Photo Credit: marco_ely via Flickr/CC BY-SA
Remember the Ford GT? The legendary sportscar had a brief, two-year run starting in 2005 -- while it turned a whole lot of heads and spared few expenses (its MSRP was $150K, and the first few sold for well over that), it ended up petering out, failing to fulfill the 4,500 unit production run that was initially scheduled. But now, the rumor goes, it's coming back -- as a hybrid electric. Autoblog Green has the story:
Rumors surrounding the notion of a hybrid Ford GT successor are getting thicker by the moment. Auto Express has taken to stoking those fires with a report that says that the next-generation car will boast a supercharged V8 engine along with an electric motor. Drivers will supposedly be able to command an extra boost from the batteries with a push of a button, should they so desire.This is still clearly speculation -- Ford has made no announcement confirming the GT's return as a hybrid.
Interestingly enough, Auto Express is under the impression that while the forced-induction V8 will be left to put power to the rear wheels, the front tires will be spun by the electric motor only.

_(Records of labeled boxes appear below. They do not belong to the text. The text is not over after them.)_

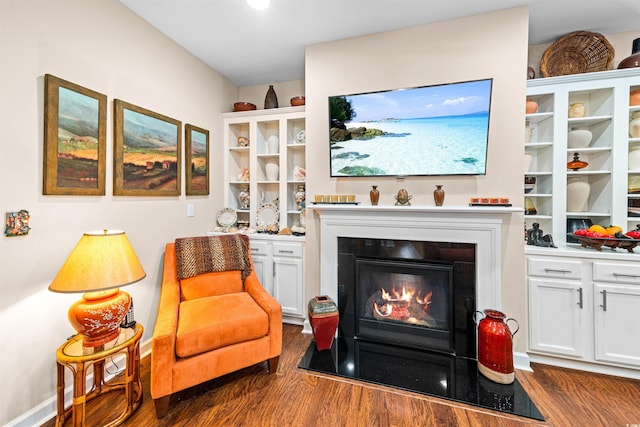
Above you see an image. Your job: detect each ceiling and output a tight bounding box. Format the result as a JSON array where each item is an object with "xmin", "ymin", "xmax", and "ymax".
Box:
[{"xmin": 120, "ymin": 0, "xmax": 640, "ymax": 86}]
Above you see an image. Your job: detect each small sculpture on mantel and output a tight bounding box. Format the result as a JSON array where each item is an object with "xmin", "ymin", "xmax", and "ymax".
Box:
[
  {"xmin": 527, "ymin": 222, "xmax": 557, "ymax": 248},
  {"xmin": 394, "ymin": 188, "xmax": 413, "ymax": 206}
]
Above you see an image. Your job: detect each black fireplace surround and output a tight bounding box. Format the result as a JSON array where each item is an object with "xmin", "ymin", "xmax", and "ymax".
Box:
[{"xmin": 299, "ymin": 237, "xmax": 544, "ymax": 420}]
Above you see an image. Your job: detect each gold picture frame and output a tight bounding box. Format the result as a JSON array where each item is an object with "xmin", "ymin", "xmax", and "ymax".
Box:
[
  {"xmin": 113, "ymin": 99, "xmax": 182, "ymax": 196},
  {"xmin": 42, "ymin": 74, "xmax": 107, "ymax": 196},
  {"xmin": 184, "ymin": 124, "xmax": 209, "ymax": 196}
]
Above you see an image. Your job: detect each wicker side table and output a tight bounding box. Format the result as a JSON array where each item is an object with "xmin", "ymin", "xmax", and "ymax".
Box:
[{"xmin": 56, "ymin": 324, "xmax": 144, "ymax": 427}]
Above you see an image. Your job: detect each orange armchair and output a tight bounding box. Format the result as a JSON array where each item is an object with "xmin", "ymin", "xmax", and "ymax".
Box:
[{"xmin": 151, "ymin": 236, "xmax": 282, "ymax": 418}]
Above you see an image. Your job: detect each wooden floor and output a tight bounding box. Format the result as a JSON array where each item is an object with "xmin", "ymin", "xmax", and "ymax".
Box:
[{"xmin": 44, "ymin": 325, "xmax": 640, "ymax": 427}]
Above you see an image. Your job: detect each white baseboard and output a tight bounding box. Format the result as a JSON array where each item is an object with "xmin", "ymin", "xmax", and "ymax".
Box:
[
  {"xmin": 513, "ymin": 351, "xmax": 533, "ymax": 372},
  {"xmin": 3, "ymin": 338, "xmax": 151, "ymax": 427}
]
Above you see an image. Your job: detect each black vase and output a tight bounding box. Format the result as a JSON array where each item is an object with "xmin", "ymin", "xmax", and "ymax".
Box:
[
  {"xmin": 618, "ymin": 38, "xmax": 640, "ymax": 69},
  {"xmin": 264, "ymin": 85, "xmax": 278, "ymax": 109}
]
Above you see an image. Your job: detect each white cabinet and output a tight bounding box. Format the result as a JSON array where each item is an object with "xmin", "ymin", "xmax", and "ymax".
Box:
[
  {"xmin": 593, "ymin": 262, "xmax": 640, "ymax": 367},
  {"xmin": 250, "ymin": 234, "xmax": 305, "ymax": 325},
  {"xmin": 524, "ymin": 69, "xmax": 640, "ymax": 243},
  {"xmin": 223, "ymin": 107, "xmax": 306, "ymax": 232},
  {"xmin": 273, "ymin": 242, "xmax": 304, "ymax": 318},
  {"xmin": 527, "ymin": 251, "xmax": 640, "ymax": 378}
]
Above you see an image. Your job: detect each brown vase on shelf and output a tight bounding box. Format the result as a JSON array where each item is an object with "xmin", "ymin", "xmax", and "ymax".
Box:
[
  {"xmin": 618, "ymin": 38, "xmax": 640, "ymax": 69},
  {"xmin": 369, "ymin": 185, "xmax": 380, "ymax": 206},
  {"xmin": 433, "ymin": 185, "xmax": 444, "ymax": 206},
  {"xmin": 264, "ymin": 85, "xmax": 278, "ymax": 109}
]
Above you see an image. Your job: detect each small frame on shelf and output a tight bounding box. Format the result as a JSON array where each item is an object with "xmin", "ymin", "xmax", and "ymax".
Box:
[
  {"xmin": 42, "ymin": 74, "xmax": 107, "ymax": 196},
  {"xmin": 113, "ymin": 99, "xmax": 182, "ymax": 196},
  {"xmin": 184, "ymin": 124, "xmax": 209, "ymax": 196}
]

Now, there's been some controversy lately about filling too many of TreeHugger's pages with car content. But let me briefly explain why this is worthy news to feature alongside stories of deforestation, green business initiatives, the climate crisis, mass transit, and so forth: As was Porsche's revealing of its Spyder hybrid concept car, it's all symbolic. The fact that a major car company wants to make one if its most-publicized flagship vehicles a hybrid is a significant step in the evolution of autos -- and transportation in general. Yes, they're doing it for additional PR. But the fact that they're unveiling a hybrid for additional PR speaks to the fact that progress has been made.
And of course, even hybrid cars are far, far from the solution. Yes, we should ideally be aspiring to a car-less world. But you know who are more sympathetic to car-less causes than sports car drivers? Hybrid sports car drivers. Cynics argue that the auto industry is just trying to squeeze as much life out of their fossil fuel-dependent product as possible, that they could go full bore to electric, or that hybrid cars -- or any cars -- are a waste of time, and we'd be better off if they were simply abolished.
Maybe they're right. But this much is true: An audience that's excited about the new Ford GT being a hybrid is one that better understands the energy and climate problems facing us today. And that's an audience that's more likely to support high speed rail, clean energy generation, biking initiatives, and the other deep green solutions we need to properly address the obstacles we face.